I have a ton, and a lot of it's up on my web site.  In fact, I teach writing courses online through the UCLA ExtensionWriters' Program, and sometimes I mentor new writers face-to-face through VancouverManuscript Intensive. I'm constantly telling new writers what I think they should do!

But in terms of some quick advice a person can use right now? Make the time to write regularly. Find critics or coaches you trust. Take their advice most of the time but know, too, that the important decisions are always absolutely yours.

> How do you discipline yourself to write?

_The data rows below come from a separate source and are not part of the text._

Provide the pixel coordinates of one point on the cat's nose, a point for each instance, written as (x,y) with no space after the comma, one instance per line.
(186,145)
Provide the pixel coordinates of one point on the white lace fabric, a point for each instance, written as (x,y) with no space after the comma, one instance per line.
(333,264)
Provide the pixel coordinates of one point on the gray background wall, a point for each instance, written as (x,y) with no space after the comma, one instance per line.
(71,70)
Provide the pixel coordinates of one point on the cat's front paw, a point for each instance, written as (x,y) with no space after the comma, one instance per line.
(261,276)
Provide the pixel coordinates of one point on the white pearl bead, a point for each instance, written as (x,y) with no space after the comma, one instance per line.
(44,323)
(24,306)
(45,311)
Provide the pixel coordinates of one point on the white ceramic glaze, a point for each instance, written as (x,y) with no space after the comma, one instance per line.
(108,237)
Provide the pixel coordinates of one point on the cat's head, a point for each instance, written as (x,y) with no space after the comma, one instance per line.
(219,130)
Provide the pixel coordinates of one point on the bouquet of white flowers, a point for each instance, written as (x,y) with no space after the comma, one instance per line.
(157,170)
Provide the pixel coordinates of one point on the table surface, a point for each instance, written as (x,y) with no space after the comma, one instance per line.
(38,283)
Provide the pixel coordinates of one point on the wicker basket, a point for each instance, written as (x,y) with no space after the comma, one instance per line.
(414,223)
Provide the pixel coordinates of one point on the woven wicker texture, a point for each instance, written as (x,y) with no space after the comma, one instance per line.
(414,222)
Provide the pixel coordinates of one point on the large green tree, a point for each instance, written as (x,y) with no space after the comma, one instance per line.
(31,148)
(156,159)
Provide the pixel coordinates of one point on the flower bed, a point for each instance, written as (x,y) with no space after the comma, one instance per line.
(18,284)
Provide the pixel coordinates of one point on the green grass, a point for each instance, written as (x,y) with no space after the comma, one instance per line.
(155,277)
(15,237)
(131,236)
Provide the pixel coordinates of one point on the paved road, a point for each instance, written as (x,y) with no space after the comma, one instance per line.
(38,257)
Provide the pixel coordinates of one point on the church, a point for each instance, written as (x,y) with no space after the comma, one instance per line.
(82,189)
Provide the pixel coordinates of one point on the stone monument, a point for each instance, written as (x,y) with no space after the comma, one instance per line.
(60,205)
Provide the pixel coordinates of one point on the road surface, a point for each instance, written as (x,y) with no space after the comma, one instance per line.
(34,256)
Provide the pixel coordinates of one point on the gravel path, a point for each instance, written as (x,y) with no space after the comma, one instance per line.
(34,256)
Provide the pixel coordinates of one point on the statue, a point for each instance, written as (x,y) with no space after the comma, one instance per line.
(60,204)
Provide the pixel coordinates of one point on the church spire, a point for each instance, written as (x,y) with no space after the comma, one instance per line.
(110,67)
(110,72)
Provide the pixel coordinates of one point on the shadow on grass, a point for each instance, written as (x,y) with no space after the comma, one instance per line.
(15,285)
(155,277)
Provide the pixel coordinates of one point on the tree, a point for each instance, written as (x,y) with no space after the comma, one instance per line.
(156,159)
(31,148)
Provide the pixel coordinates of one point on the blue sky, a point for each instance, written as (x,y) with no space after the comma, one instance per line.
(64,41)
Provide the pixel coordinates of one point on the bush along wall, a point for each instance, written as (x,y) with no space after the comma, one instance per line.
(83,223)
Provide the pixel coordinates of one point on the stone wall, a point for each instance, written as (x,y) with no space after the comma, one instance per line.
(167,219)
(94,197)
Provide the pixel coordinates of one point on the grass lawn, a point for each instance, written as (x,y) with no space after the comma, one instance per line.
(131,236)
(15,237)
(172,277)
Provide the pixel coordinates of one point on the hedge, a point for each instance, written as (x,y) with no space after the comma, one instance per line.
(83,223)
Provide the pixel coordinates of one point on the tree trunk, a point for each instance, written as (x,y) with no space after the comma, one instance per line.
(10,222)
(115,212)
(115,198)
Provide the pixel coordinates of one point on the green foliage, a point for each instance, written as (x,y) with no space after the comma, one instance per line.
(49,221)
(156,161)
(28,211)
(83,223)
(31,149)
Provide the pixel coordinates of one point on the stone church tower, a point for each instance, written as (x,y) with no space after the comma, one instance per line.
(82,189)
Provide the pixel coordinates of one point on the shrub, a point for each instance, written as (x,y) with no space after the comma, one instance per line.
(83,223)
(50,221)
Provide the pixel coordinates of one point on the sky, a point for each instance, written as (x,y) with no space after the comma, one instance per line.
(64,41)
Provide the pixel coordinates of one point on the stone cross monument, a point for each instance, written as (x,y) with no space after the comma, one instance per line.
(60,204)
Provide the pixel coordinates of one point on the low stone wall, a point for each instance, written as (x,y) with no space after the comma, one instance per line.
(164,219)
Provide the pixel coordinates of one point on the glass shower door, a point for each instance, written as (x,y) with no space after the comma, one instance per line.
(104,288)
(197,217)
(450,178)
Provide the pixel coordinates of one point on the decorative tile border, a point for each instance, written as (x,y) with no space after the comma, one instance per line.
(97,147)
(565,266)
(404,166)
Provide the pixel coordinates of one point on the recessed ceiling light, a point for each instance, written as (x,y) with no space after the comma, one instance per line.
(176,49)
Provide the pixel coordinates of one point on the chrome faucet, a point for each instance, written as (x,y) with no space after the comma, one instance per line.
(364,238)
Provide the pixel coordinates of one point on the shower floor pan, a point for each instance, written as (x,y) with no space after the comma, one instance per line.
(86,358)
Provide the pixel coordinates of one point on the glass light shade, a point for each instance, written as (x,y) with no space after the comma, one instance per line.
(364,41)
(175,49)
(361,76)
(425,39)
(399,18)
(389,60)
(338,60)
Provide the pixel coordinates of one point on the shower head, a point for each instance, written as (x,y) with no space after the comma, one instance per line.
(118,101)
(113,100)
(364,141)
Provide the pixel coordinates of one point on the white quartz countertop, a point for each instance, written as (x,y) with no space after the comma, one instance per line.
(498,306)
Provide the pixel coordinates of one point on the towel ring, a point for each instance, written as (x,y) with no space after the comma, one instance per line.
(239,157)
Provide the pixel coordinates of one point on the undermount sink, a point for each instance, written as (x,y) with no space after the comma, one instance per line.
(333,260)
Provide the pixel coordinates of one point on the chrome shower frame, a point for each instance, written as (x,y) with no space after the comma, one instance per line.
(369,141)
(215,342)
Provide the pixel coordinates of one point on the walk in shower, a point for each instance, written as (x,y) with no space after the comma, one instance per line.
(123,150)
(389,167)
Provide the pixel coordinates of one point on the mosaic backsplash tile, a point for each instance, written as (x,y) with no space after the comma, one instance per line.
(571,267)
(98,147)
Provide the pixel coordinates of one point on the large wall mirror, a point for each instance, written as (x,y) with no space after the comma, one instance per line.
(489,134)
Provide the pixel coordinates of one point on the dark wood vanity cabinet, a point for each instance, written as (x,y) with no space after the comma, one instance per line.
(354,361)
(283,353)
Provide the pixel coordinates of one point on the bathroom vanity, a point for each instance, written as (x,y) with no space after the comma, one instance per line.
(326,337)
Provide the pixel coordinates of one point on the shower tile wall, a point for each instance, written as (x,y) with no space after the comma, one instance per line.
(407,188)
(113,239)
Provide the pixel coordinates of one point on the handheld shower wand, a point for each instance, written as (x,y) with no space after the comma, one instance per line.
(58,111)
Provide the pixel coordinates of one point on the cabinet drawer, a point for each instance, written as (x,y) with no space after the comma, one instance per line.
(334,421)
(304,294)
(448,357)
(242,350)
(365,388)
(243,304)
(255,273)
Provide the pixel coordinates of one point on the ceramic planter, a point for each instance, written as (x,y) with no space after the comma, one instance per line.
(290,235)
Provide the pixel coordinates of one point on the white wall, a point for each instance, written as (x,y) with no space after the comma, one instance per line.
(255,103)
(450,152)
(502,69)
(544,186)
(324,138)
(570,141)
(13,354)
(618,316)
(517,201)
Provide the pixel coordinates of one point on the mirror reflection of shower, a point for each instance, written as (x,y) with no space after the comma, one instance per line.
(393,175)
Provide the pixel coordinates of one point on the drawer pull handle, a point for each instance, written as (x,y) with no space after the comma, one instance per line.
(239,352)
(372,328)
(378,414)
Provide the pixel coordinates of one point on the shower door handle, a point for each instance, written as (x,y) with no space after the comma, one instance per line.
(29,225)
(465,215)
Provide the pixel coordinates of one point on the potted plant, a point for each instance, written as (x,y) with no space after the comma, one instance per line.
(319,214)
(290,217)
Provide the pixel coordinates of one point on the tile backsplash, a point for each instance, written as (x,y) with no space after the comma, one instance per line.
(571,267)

The upside of being compelled to write is that you have to discipline yourself to stop. If I go a week without writing, I get cranky. If I go two weeks, I become very unhappy indeed. But, when I am confronted with some task I don't particularly wish to get down to, what I will often do is set an electronic timer for an hour. I'll make a cup of tea, start the timer, and promise myself that as long as I give it a sixty-minute try, I'm off the hook for the day.

I love writing, and even when it's hard--when I'm struggling to pull off a particular story--I'm almost always having fun doing it. In this, I know, I am blessed. I'm grateful for that combination of personality traits that makes buckling down to writing easy for me. All I can do is enjoy it while it lasts, hope it doesn't change, and promise myself that if it does I'll seek the strength and the support I need to deal.